If you want to override any settings, you can do this by creating a `~/.config/versup.json`
file or a `.versup.json` in your local project. Versup will read its default settings,
then merge in the global config (`~/.config/versup.json`), and finally
merge in the project level config.

# Template tags

In various places you can define what text to use for commit messages, or tags etc.
These support tag fields that are replaced with relevant information.
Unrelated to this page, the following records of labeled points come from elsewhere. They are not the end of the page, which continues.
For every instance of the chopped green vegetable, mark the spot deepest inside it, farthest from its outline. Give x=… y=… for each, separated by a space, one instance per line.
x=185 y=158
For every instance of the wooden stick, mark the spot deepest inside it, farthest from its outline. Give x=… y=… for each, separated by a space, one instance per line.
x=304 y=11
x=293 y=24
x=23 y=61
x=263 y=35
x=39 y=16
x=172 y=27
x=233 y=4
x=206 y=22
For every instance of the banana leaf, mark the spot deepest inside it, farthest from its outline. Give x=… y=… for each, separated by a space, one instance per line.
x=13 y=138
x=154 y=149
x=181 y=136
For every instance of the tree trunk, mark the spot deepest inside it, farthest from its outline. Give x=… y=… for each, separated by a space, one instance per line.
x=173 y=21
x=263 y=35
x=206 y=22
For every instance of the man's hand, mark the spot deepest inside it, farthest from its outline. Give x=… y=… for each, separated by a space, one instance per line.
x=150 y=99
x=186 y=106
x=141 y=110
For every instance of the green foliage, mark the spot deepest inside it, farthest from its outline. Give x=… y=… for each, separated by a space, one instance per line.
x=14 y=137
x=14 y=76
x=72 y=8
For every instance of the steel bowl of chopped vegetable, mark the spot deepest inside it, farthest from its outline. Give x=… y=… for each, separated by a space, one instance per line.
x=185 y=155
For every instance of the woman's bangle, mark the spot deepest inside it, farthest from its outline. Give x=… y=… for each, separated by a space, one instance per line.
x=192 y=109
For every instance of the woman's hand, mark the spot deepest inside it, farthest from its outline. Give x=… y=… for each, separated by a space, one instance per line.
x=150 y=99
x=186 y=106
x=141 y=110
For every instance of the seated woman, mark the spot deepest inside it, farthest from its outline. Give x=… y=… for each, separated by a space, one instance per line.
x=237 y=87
Known fields are:

- version: The new version
- message: The new commit message
- date: Today's date formatted according to `tokens/date/format` in the config
- version_date: Today's date formatted according to `tokens/version_date/format` in the config
- hash: The new commit hash, full length
- hash4: The new commit hash, first four characters
- hash7: The new commit hash, first seven characters
- hash8: The new commit hash, first eight characters
- author_name: The author name from the git config
- author_email: The author email from the git config

# Updating files

versup can update versions in files. The way this works is by configuring a regex
for each file that you want to update. So for example:

```
"files": {
    "README.rst": [
      ["Version ([\\d\\.]+) ", "Version [version] "],
      ["Version is ([\\d\\.]+)", "Version is [version]"]
    ]
  },
```

Here the file `README.rst` is updated by matching a regex `Version ([\\d\\.]+)`
which will match any text like `Version 1.3` or `Version 1.3.7`. They are standard
regular expressions. The text that is matched is then replaced with the next argument
`Version [version]` where `[version]` is the new version. You can regex and replace on
anything really.

The supported increments are those supported by [Python Semver](https://python-semver.readthedocs.io/en/latest/usage.html#raising-parts-of-a-version)

- major
- minor
- patch
- prerelease
- build

# Scripts

There are a number of pre and post scripts that can be executed at various
stages of the bump process. These are under the `scripts` section. They are
called as-is and receive the new version number as the only argument. They
can be anything, shell scripts, python scripts, etc, but they must be
executable in a regular shell, as they will be invoked as such.